Nein. Wir waren bezüglich der eigenständigen Finanzierung der Spitäler, die um 2015 eingeführt wurde, immer skeptisch. Wird die staatliche Unterstützung ausgeblendet, betrachtet man also die Spitäler auf einer Standalone-Basis, darf man aufgrund der Bonitätskennziffern eigentlich keine Spitalanleihen haben. Wir haben uns nicht zugetraut, zu entscheiden, welche Spitäler wirklich wichtig sind und im Krisenfall von der öffentlichen Hand gerettet werden könnten – und welche nicht.

Und weshalb sind Sie auch im Darlehensgeschäft aktiv?

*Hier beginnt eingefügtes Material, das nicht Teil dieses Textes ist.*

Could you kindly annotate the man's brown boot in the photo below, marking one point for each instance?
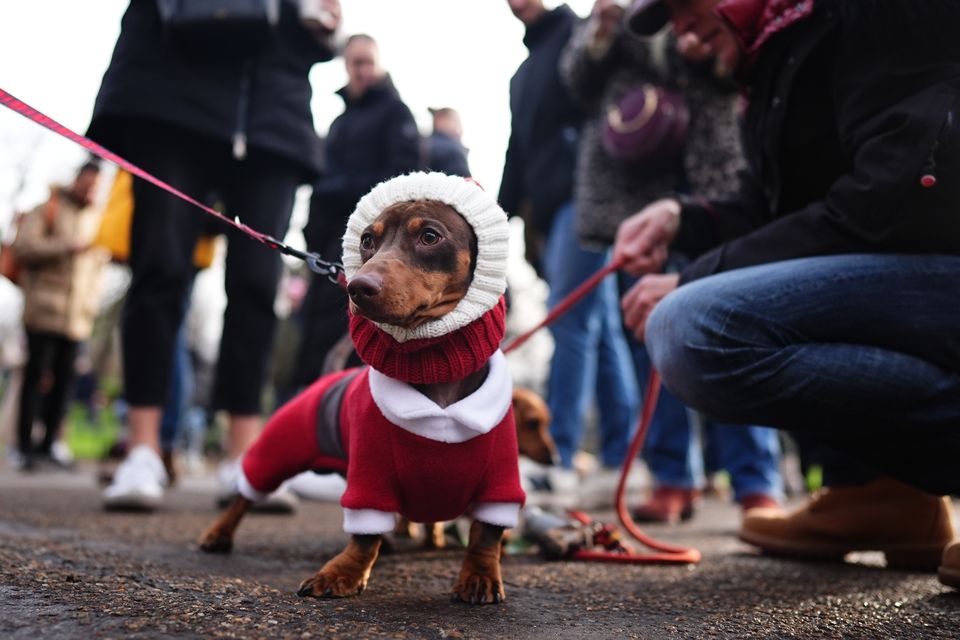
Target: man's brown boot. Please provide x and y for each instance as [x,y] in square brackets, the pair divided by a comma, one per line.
[909,526]
[950,566]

Typischerweise vergeben wir an Gemeinden Kredite über 5, 10 oder 20 Millionen Franken. Diese Darlehen müssen wir in der Regel bis zum Verfall halten, sie lassen sich praktisch nicht veräussern. Dafür verlangen wir eine Illiquiditätsprämie. Zudem können wir so unsere Anlagen diversifizieren. Für die Bonitätsanalyse greifen wir dabei auf internes und externes Knowhow zurück.

Warum sind die Gemeinden bereit, Ihnen einen solchen Aufschlag zu bezahlen?

Weil für sie die Kosten der Lancierung einer Anleihenemission beträchtlich sind und ihnen auch oft die kritische Grösse dafür fehlt.